Lors des expériences de cohabitation précédentes, de 1986 à 1988, de 1993 à 1995, puis de 1997 à 2002, la coexistence entre deux familles politiques opposées avait été facilitée par un consensus géopolitique. Il était résumé par une formule parfois contestée : le gaullo-mitterrandisme, soit l’attachement à l’indépendance stratégique d’une France rangée dans le camp occidental, « alliée, mais pas alignée » sur les Etats-Unis.

L’ancien ambassadeur Michel Duclos note qu’il n’existait « aucune divergence entre les deux camps sur les valeurs comme sur les grandes options diplomatiques » qui prévalaient alors. « Le gouvernement ne cherchait pas à embarrasser le président dont la compétence était reconnue », ajoute l’ancien ambassadeur Gérard Araud, qui avait vécu aux premières loges les deux dernières cohabitations.

Cette période est cependant révolue du fait de la profonde remise en cause des équilibres mondiaux à l’œuvre depuis près de deux décennies.
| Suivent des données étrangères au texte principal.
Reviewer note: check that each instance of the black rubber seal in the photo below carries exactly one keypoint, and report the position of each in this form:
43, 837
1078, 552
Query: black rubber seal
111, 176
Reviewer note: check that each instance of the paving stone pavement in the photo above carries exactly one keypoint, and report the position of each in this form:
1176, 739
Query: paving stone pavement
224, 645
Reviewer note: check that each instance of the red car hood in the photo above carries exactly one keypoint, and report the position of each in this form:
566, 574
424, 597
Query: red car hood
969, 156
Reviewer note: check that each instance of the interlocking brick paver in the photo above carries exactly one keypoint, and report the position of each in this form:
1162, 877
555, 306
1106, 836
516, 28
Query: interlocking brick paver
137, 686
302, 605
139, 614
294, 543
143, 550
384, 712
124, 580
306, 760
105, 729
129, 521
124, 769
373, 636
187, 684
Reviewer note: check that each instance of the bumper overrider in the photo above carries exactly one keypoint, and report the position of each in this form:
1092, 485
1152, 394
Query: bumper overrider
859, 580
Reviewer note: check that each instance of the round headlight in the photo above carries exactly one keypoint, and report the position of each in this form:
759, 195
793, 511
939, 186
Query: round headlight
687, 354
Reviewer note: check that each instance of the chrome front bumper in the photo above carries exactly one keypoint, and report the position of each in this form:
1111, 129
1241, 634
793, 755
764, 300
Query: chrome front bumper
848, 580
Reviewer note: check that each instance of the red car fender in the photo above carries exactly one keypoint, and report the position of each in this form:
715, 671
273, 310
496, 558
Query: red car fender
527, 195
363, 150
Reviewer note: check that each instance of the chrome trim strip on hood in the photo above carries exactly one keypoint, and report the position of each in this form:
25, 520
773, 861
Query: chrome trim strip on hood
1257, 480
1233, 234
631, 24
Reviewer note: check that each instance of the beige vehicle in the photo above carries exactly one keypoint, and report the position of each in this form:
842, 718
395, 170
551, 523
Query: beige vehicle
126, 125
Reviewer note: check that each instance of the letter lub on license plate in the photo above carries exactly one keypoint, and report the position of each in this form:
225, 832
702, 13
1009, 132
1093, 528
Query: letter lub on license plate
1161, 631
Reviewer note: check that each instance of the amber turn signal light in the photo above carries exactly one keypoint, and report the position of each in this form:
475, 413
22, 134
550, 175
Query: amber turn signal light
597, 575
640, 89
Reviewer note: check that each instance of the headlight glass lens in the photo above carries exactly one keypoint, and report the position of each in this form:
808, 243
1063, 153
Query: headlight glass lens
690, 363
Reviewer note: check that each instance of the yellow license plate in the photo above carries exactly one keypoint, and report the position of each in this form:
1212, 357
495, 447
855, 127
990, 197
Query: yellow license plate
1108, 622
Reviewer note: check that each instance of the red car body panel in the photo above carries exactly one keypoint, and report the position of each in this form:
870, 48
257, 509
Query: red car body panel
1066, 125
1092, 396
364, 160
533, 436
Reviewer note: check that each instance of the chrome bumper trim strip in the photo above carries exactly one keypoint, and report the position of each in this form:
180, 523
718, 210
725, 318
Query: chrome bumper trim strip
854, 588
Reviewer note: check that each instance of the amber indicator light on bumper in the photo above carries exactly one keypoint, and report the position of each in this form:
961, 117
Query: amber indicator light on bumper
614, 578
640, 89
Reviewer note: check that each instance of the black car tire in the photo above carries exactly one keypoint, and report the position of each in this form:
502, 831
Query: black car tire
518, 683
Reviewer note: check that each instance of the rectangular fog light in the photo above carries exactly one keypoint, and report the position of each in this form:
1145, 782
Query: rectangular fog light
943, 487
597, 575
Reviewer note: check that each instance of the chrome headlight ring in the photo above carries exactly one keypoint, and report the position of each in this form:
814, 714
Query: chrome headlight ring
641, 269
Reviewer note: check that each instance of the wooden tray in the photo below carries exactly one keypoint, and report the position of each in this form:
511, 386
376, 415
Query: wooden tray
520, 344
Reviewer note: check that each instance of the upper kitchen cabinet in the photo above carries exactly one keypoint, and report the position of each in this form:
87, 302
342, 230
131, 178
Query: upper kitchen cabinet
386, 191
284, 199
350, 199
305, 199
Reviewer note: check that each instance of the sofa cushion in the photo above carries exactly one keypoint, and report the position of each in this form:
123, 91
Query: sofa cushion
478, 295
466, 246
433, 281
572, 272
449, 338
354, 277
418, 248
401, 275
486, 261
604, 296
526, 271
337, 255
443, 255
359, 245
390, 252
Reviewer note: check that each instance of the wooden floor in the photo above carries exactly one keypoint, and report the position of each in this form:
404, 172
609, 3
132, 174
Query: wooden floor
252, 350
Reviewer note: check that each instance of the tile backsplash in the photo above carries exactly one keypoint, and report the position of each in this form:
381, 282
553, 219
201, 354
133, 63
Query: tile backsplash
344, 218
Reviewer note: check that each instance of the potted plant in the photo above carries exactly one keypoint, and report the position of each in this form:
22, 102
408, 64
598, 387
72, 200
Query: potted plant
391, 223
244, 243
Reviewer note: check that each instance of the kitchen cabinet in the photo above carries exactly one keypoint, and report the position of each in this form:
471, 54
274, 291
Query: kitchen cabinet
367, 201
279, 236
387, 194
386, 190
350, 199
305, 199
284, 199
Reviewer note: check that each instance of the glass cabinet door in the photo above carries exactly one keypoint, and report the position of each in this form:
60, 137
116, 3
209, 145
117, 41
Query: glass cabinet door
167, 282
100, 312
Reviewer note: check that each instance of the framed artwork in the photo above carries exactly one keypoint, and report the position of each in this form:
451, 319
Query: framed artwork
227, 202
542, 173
Eu égard aux origines de son mouvement, se revendiquer sans vergogne du gaullisme, comme ne manque pas de le faire la dirigeante de fait du RN, Marine Le Pen, peut se concevoir par opportunisme politique, au prix cependant d’un péché d’anachronisme.

Certes, l’agression de Kiev par Moscou a forcé la leader du RN à une délicate volte-face pour s’éviter un procès en nationalisme à géométrie variable, alors qu’elle défendait depuis 2011 le principe d’une « alliance stratégique » avec la Russie, considérant en 2022 que « la sécurité européenne (…) ne peut exister sans elle ». Mais que vaut ce revirement ? Emmanuel Macron considère que la « sécurité » des Français passe par « la défaite de la Russie » en Ukraine. Marine Le Pen, elle, estime que « stratégiquement et politiquement il est illusoire de croire que la Russie va retirer ses troupes dans ce qui serait alors pour elle une défaite cinglante, défaite que nous ne pourrions d’ailleurs obtenir sans l’entrée en guerre de l’OTAN et donc une mondialisation du conflit ».

Vision du monde

L’incompatibilité de ces deux analyses est flagrante, même si en mars le RN s’est contenté de s’abstenir lors du vote sur un accord de défense conclu avec l’Ukraine, présenté par Marine Le Pen comme « intenable militairement, financièrement et industriellement » et n’apportant « aucune garantie à une amélioration de la situation ». Pour Gérard Araud, les divergences sont tout aussi fortes sur l’Union européenne, dossier pour lequel la perte de leadership d’Emmanuel Macron a été, selon lui, instantanée.